Out of Ink: Future Publishing Industries probes the thresholds and blurred seams between digital and print publishing and also develops practices and concepts that more accurately define and drive acts of publishing today.
The initiative applies practice-based research by using active publishing imprints (Theory on Demand, Network Notebooks, INC Readers, etc.) to test aspects of the entire publishing process. The initiative, which specifically focuses on the production of scholarly and theoretical non-fiction work, tests a widening landscape of distribution platforms and asks how the content and design of a written work translates across print and digital mediums. One aim is to act as an organized facilitator of DIY practices, to further professionalize them and provide a model for others.

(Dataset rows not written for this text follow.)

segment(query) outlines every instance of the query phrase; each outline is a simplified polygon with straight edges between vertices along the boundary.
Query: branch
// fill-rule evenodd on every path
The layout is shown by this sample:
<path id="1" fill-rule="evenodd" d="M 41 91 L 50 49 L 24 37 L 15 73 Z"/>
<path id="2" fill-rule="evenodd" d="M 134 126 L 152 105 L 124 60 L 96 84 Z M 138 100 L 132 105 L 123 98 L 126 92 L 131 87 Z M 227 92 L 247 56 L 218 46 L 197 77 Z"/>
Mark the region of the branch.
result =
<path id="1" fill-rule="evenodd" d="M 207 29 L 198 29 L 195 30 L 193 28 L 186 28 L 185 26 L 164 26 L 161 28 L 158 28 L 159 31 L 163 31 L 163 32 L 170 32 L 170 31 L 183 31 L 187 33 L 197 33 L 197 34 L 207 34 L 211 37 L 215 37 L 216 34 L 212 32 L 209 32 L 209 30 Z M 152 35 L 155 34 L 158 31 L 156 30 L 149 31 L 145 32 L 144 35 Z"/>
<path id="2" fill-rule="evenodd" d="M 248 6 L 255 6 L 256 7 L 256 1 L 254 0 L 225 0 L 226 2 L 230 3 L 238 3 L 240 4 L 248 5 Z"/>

Beyond this, the initiative sees publishing as more than communicating and distributing an author’s idea to a public but also as a way to challenge legal, technical and social standards embedded in intellectual property, scholarly communication, and notions of authorship. This is because the tools of ‘professional’ publishing are more widely available than before, in the form of software, ubiquitous office printers, and cheap binding machines. This condition is impacted by a copyright system upheld through outmoded legal tools that often favor corporate publishers. Publishing can then be seen as a way to experiment with disruptive revenue models, novel legal tools, and possible forms of knowledge production that combine digital and analogue means.